Os líderes europeus querem utilizar dados biométricos para criar identificações digitais.
São necessárias regras mais rigorosas para evitar uma deriva para um Big Brother.
É uma interessante ironia do destino que os governos europeus, cuja função é aplicar novas leis de protecção de dados, implementadas para conter empresas de tecnologia intrusivas como o Facebook e a Google, estejam cada vez mais a encontrar as suas próprias ambições digitais prejudicadas pelas ditas leis de protecção de dados.
No início deste ano, o plano da Irlanda para um “cartão de serviços públicos” nacional foi considerado ilegal pelo órgão regulador de dados por se ter desviado muito além da sua missão inicial de servir os beneficiários do serviço de assistência social. Ligado a um banco de dados de milhões de dados pessoais de pessoas, tornou-se a chave para aceder a “uma gama cada vez maior” de serviços públicos, argumentou o regulador.
Agora, é a vez da França estar no centro das atenções. A administração do presidente Emmanuel Macron será a primeira na Europa a usar o reconhecimento facial ao fornecer aos cidadãos uma identidade digital para aceder a mais de 500 serviços públicos online, de acordo com Helene Fouquet, da Bloomberg News. O lançamento está marcado pela oposição do regulador de dados da França, que argumenta que a identidade electrónica viola as regras da União Europeia sobre consentimento – um dos fundamentos das leis do Regulamento Geral de Protecção de Dados – ao forçar todos os que assinam o serviço a usar o reconhecimento facial, quer gostem ou não. A única maneira de alguém se inscrever é deixar a aplicação fazer um vídeo em selfie e comparar as várias expressões faciais com a foto do passaporte da pessoa.
Nem essa objecção, nem uma acção judicial movida pelo grupo de defesa da privacidade La Quadrature du Net parecem ter impedido o avanço Orwelliano.

Mas também há muitas provas de que as regras de envolvimento precisam ser mais rígidas. O RGPD é bom em estabelecer a regra do consentimento, mas também oferece brechas se a segurança nacional ou o interesse público forem vistos em risco. Julgamentos ao vivo de reconhecimento facial em tempo real pela polícia ocorreram no Reino Unido e na França, juntamente com a mensagem de que isto é necessário para manter as pessoas seguras. Esta não é uma tecnologia livre de riscos: Uma revisão de um julgamento da Polícia Metropolitana de Londres revelou que quase dois terços das correspondências geradas por computador julgadas inicialmente confiáveis estavam erradas.
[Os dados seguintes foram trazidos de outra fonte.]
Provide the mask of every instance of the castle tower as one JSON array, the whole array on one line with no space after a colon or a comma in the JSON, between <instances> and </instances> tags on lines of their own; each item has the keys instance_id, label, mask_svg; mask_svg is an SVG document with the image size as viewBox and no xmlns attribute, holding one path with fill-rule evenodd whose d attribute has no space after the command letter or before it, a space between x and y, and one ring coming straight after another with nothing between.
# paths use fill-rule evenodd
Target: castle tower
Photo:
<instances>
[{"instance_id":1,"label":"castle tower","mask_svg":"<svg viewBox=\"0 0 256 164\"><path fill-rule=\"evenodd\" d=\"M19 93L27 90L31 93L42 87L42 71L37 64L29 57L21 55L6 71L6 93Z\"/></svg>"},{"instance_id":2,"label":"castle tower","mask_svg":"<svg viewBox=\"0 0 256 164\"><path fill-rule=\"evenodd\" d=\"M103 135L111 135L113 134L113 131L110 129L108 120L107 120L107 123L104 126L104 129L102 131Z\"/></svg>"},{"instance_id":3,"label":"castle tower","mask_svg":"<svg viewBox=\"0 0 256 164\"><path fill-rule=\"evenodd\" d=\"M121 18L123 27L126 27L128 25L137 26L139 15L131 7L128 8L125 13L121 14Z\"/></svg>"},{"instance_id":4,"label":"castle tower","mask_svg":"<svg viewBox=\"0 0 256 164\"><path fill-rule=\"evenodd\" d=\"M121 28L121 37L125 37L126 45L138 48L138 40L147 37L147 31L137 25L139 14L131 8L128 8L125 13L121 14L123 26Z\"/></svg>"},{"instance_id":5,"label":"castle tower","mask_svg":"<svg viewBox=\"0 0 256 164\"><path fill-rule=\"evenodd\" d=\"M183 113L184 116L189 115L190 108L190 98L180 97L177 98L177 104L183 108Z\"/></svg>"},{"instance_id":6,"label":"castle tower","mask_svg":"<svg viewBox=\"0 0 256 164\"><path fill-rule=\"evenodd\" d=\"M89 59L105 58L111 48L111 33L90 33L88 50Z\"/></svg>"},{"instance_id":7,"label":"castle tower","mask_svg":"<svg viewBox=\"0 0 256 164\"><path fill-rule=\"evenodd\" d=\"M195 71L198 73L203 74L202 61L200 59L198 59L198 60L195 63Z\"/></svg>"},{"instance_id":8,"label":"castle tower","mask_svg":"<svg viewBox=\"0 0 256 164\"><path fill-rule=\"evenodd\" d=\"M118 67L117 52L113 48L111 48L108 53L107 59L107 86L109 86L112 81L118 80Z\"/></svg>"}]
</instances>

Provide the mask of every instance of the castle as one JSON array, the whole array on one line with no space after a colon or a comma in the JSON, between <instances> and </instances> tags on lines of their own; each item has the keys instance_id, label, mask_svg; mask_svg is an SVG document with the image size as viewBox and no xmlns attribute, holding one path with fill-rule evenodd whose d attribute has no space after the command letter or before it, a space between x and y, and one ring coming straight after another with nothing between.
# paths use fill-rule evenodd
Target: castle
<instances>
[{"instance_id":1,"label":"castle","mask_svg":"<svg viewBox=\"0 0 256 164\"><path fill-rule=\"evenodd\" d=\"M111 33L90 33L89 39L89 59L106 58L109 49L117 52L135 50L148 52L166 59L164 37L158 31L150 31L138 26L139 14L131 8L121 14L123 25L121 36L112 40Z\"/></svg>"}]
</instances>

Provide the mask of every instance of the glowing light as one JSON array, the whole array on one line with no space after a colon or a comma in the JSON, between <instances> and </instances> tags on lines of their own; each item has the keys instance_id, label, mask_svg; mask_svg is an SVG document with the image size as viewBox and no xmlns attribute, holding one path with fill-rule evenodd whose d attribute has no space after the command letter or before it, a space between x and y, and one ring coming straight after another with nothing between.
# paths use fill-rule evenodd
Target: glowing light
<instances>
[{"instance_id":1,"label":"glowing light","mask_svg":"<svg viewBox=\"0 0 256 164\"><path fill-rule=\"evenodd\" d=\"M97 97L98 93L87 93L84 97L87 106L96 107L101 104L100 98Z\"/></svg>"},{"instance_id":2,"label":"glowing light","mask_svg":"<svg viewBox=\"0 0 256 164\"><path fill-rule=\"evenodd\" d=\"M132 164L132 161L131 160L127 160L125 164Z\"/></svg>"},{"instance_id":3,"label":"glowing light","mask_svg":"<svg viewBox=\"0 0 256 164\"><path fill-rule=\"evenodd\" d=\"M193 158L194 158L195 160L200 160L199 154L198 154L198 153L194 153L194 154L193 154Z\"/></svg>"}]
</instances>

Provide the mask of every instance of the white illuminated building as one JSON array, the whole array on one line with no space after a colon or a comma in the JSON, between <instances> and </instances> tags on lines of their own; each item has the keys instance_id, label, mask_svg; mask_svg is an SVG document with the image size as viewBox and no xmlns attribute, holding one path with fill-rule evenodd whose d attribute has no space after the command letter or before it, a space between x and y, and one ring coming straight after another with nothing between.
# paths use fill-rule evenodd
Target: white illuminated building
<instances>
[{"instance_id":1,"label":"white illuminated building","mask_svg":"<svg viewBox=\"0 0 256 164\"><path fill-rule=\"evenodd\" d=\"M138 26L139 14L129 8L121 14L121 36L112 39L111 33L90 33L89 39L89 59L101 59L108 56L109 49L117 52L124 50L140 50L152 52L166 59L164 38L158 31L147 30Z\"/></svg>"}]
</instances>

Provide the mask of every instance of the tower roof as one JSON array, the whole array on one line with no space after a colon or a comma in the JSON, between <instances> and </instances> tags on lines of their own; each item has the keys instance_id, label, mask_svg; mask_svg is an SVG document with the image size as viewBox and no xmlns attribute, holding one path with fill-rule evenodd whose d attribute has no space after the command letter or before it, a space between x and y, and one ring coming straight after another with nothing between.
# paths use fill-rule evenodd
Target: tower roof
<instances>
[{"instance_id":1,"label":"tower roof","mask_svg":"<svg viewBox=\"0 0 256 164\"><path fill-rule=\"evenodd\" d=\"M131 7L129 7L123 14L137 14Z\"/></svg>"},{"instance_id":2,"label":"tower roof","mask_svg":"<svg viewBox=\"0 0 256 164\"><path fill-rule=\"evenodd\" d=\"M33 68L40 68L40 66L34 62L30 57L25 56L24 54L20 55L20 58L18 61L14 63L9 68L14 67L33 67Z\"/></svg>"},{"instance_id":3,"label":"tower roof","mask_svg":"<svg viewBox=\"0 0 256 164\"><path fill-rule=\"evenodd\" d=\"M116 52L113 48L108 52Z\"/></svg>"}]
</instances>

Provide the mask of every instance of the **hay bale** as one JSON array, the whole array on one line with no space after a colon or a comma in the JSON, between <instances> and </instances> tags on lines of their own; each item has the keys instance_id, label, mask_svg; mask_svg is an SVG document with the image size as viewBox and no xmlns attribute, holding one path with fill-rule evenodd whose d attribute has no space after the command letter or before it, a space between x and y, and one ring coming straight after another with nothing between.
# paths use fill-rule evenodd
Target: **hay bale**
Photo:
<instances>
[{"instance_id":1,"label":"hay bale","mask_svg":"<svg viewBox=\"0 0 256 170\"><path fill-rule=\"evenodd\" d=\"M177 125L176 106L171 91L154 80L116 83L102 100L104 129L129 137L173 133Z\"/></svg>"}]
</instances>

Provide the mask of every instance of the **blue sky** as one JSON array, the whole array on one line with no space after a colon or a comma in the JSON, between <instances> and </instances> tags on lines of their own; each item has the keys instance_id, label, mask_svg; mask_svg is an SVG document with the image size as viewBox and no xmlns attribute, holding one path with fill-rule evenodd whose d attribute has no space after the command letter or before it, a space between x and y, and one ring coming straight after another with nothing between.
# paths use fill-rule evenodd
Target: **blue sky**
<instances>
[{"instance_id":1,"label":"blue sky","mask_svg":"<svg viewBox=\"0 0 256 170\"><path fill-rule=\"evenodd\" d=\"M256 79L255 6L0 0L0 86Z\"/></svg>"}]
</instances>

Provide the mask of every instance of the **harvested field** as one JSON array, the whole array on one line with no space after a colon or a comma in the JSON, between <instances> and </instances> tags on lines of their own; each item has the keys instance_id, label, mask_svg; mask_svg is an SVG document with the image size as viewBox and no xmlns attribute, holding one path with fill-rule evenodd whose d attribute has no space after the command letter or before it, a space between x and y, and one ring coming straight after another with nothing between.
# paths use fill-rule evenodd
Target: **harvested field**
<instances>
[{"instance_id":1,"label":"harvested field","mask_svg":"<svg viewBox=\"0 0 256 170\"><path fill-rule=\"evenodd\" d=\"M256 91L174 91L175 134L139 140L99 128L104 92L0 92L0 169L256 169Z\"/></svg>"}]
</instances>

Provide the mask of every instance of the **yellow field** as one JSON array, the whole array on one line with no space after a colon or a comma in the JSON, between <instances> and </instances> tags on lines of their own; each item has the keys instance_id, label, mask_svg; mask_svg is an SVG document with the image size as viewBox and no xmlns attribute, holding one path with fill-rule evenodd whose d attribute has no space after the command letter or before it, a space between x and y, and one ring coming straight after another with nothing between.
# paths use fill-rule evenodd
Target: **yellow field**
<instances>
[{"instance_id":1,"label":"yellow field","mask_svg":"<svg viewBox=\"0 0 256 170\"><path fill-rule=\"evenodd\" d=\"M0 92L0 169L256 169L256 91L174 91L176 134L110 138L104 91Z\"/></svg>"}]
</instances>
Proteger os cidadãos do uso indiscriminado desta tecnologia significaria endurecer o RGPD aplicado de forma aleatória.
Este debate tem precedentes históricos. A introdução de novos padrões de passaporte após a Primeira Guerra Mundial gerou uma enorme resistência, particularmente em torno da foto do passaporte, o que para alguns foi visto como um sinal de que “não se pode mais confiar neles”. Talvez daqui a 100 anos, a ideia de resistir a digitalizações da íris ou ao rastreio facial pareça arcaica. Mas mais uma razão agora para garantir que as verificações e balanços sejam feitos para proteger as pessoas das desvantagens óbvias – erros, funções precárias, abuso burocrático – que, se não forem controlados, levariam a um futuro muito mais sombrio.